Modelled as a crouching lion with head raised and a trumpet-shaped aperture to the back, covered overall in an olive-green glaze.
Provenance
This is illustrated and catalogued in Chinese Ceramics in the Carl Kempe Collection, Stockholm, 1964, by Bo Gyllensvard, pl 16, where it is described as 16. Candlestick in the shape of a crouching lion with a holder on his back. Carved and incised details. Yueh yao. Found at Shao-hsing, Chekiang. Height 80 mm, Length 126 mm, Six dynasties (220 to 589 AD).It is also illustrated together with our candlestick, AW36, on p. 28 where they are photographed together
Literature
According to Bo Gyllensvard in Chinese Ceramics in the Carl Kempe Collection, these candlesticks probably come from a site discovered by and written about by A.E. Brankston, Yueh-ware of the Nine Rocks kilns, The Burlington Magazine, Volume LXXIII, December 1938.
The British Museum has a comparable figure (theirs catalogued as a brushwasher), also dated to the Six Dynasties period (265 - 589), museum number 1943,0215.6.

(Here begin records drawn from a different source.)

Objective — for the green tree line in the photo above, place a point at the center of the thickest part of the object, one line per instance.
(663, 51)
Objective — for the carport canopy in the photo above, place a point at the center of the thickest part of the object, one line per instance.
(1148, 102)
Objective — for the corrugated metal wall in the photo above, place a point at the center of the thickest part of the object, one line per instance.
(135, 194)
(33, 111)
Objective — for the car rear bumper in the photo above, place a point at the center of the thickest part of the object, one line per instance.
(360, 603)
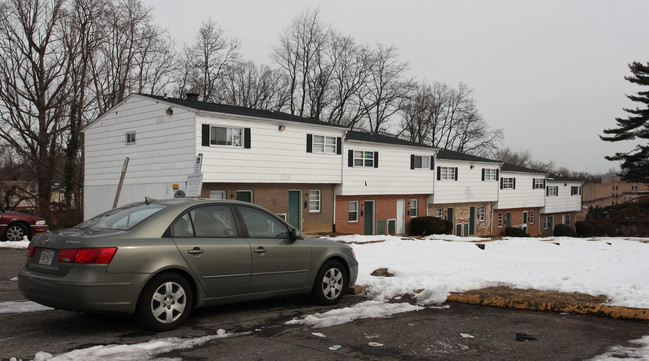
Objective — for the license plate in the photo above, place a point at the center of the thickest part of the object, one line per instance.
(47, 255)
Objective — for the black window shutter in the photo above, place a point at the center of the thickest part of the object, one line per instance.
(246, 138)
(205, 135)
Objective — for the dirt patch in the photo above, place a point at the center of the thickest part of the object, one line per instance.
(536, 295)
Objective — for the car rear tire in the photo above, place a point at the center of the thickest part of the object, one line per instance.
(15, 232)
(165, 302)
(330, 283)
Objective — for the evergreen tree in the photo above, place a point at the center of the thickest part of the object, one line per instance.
(635, 163)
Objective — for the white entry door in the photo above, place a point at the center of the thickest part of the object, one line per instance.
(401, 216)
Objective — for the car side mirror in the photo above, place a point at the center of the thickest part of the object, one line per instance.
(295, 234)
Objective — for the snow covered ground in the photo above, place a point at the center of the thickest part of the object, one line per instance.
(438, 265)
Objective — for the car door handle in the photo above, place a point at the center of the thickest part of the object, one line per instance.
(195, 250)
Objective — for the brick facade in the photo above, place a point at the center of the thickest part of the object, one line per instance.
(274, 197)
(461, 216)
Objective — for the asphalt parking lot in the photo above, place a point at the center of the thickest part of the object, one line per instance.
(456, 332)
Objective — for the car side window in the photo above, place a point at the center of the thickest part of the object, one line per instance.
(183, 227)
(262, 225)
(213, 221)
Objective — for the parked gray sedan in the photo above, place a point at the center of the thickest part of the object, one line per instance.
(161, 259)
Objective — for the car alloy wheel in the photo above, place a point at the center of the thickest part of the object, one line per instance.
(15, 232)
(165, 302)
(330, 283)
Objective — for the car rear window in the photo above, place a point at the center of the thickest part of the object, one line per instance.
(123, 218)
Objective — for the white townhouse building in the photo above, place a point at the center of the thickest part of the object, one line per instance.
(562, 203)
(521, 196)
(466, 189)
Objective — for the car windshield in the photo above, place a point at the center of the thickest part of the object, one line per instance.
(123, 218)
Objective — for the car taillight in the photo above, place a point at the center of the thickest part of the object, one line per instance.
(31, 250)
(87, 255)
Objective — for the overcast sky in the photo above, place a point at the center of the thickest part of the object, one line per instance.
(549, 73)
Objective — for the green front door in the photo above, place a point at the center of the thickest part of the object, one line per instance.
(293, 217)
(369, 217)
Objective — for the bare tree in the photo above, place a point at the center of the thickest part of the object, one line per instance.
(385, 90)
(35, 77)
(247, 85)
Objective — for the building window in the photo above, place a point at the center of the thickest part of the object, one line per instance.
(130, 138)
(489, 174)
(363, 159)
(314, 200)
(420, 162)
(324, 144)
(413, 208)
(229, 137)
(353, 211)
(507, 183)
(447, 173)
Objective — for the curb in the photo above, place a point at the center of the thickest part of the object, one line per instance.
(620, 312)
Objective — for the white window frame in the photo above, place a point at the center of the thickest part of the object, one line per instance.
(233, 136)
(414, 206)
(491, 174)
(324, 144)
(130, 138)
(350, 211)
(447, 173)
(314, 200)
(424, 162)
(363, 158)
(508, 182)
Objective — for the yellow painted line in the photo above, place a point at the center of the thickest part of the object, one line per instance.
(584, 308)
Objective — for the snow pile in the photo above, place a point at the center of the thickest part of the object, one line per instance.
(434, 267)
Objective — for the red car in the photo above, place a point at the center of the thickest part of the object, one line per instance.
(14, 226)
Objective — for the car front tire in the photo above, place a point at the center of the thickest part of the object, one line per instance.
(15, 232)
(330, 283)
(165, 302)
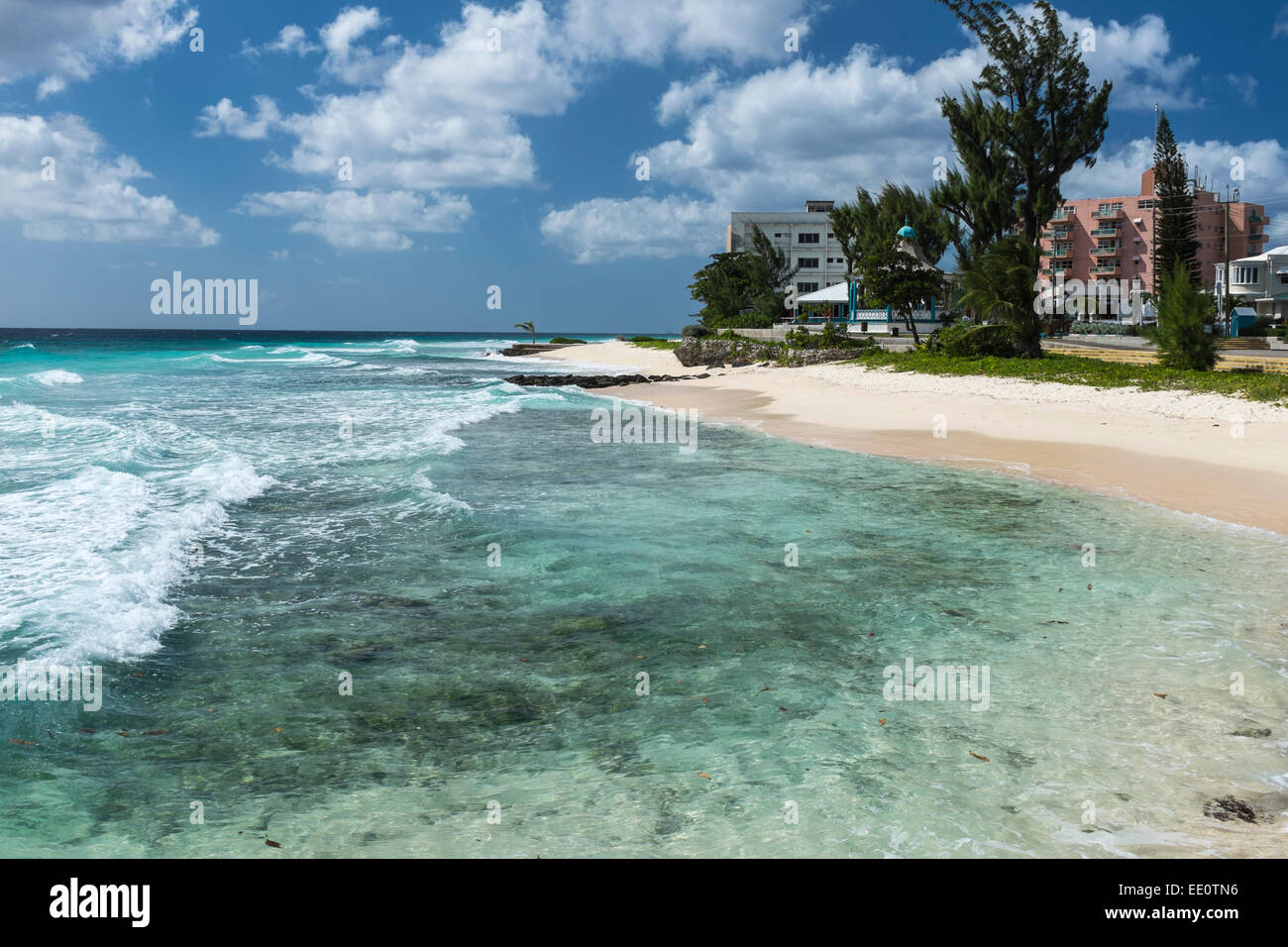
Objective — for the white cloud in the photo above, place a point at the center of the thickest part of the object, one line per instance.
(224, 118)
(291, 40)
(1263, 165)
(814, 131)
(352, 221)
(1137, 58)
(71, 40)
(604, 230)
(648, 30)
(681, 98)
(90, 196)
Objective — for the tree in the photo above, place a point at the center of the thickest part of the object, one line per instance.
(1183, 313)
(1175, 228)
(771, 273)
(983, 193)
(999, 286)
(1043, 112)
(871, 223)
(743, 289)
(896, 278)
(722, 287)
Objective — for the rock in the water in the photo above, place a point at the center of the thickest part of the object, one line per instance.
(1228, 808)
(590, 380)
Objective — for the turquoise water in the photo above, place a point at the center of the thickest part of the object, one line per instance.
(344, 493)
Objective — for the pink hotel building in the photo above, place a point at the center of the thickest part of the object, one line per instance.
(1112, 237)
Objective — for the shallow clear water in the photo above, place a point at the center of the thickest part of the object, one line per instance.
(228, 523)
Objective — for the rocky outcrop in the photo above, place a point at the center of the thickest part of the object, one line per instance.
(717, 354)
(593, 380)
(1228, 808)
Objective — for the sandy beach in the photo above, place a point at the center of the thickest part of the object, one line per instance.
(1199, 454)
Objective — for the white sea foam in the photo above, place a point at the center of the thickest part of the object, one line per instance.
(304, 359)
(86, 562)
(441, 500)
(56, 376)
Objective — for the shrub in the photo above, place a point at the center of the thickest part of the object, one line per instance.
(973, 342)
(1102, 329)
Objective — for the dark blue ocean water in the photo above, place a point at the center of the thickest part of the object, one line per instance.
(233, 525)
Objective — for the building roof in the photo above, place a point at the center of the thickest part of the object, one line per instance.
(1265, 257)
(838, 292)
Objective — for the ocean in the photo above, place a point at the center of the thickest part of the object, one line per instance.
(356, 594)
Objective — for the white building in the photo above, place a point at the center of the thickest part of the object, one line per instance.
(1258, 281)
(804, 237)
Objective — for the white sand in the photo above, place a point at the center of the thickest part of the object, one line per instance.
(1173, 450)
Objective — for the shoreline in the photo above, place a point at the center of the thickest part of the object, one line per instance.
(1205, 455)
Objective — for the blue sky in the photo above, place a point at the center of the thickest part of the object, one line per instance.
(516, 166)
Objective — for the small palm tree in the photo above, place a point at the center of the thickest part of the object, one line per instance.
(999, 286)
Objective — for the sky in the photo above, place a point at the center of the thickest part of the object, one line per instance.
(426, 166)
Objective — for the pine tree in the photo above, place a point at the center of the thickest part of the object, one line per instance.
(1175, 227)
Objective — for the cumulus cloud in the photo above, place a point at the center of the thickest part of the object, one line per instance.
(1257, 167)
(71, 40)
(352, 221)
(604, 230)
(291, 40)
(695, 29)
(812, 131)
(90, 196)
(227, 119)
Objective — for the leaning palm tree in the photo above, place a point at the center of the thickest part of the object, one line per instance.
(999, 287)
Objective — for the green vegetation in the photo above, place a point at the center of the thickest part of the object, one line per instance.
(1046, 119)
(1175, 244)
(1000, 287)
(1183, 315)
(898, 279)
(871, 222)
(743, 289)
(1072, 369)
(648, 342)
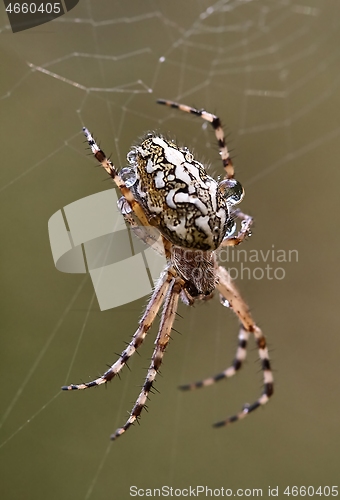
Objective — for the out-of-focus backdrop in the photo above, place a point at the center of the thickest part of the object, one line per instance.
(270, 70)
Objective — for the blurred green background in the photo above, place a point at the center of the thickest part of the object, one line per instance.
(270, 69)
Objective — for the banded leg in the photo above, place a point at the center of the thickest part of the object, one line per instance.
(110, 169)
(240, 356)
(246, 223)
(231, 294)
(162, 340)
(145, 323)
(216, 124)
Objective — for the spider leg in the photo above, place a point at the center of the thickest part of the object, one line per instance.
(247, 222)
(217, 126)
(145, 323)
(150, 235)
(162, 340)
(111, 170)
(230, 371)
(229, 292)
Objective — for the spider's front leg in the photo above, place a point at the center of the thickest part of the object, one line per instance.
(145, 323)
(110, 169)
(162, 340)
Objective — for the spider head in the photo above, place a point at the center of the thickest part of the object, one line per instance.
(232, 191)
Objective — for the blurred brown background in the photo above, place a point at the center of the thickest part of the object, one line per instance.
(270, 69)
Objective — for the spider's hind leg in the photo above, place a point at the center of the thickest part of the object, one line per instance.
(228, 290)
(230, 371)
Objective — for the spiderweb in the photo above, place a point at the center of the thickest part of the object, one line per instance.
(269, 69)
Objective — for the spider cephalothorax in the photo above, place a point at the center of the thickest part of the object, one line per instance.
(171, 203)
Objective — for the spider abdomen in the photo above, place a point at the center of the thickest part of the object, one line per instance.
(175, 189)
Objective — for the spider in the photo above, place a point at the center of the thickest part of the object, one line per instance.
(172, 204)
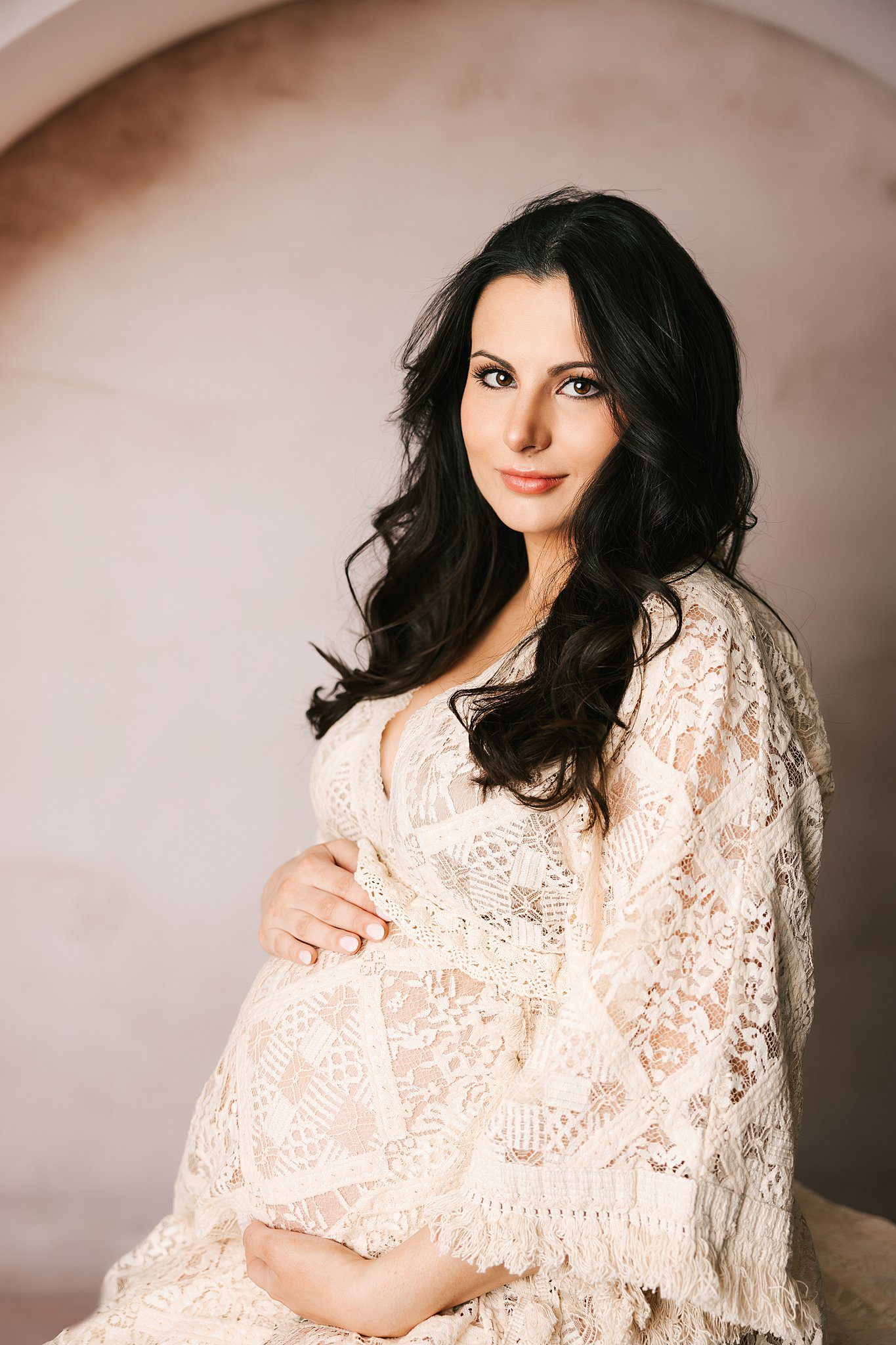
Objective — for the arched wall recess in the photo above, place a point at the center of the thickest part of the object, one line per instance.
(54, 50)
(206, 267)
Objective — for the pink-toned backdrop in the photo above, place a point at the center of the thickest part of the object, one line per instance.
(206, 269)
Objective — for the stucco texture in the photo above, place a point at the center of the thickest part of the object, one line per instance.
(206, 269)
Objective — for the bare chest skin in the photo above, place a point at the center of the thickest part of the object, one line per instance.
(504, 635)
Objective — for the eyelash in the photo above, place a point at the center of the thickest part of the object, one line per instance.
(480, 374)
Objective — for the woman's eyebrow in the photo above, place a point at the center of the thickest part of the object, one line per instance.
(557, 369)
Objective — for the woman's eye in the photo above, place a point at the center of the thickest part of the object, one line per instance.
(581, 395)
(578, 384)
(484, 374)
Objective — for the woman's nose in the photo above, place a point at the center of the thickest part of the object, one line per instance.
(527, 426)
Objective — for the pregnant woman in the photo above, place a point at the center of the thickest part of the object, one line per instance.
(578, 783)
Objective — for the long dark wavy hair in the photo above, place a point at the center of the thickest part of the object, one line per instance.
(676, 491)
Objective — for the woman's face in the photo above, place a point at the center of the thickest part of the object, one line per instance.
(535, 423)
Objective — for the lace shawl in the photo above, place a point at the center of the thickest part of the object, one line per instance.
(643, 1156)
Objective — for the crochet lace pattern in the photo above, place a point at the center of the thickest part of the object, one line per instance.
(575, 1055)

For a very similar example of a lion candlestick in Yueh ware from the Cuncliffe Collection, see plate 9b, p 49, G. St. G.M. Gompertz, Chinese Celadon Wares, Faber Monograph series, London, 1980, Revised Edition. Gompertz questions if this was indeed a lion candlestick or could have been a water vessel. Gompertz also refers to a poem composed by the Tang poet Hsu Yin, in appreciation of Yueh ware and we quote:
Like bright moons cunningly carved and dyed with spring water:
Like curling disks of thinnest ice, filled with green clouds:
Like ancient moss-eaten bronze mirrors lying upon the mat:
Like tender lotus leaves full of dewdrops floating on the river-side.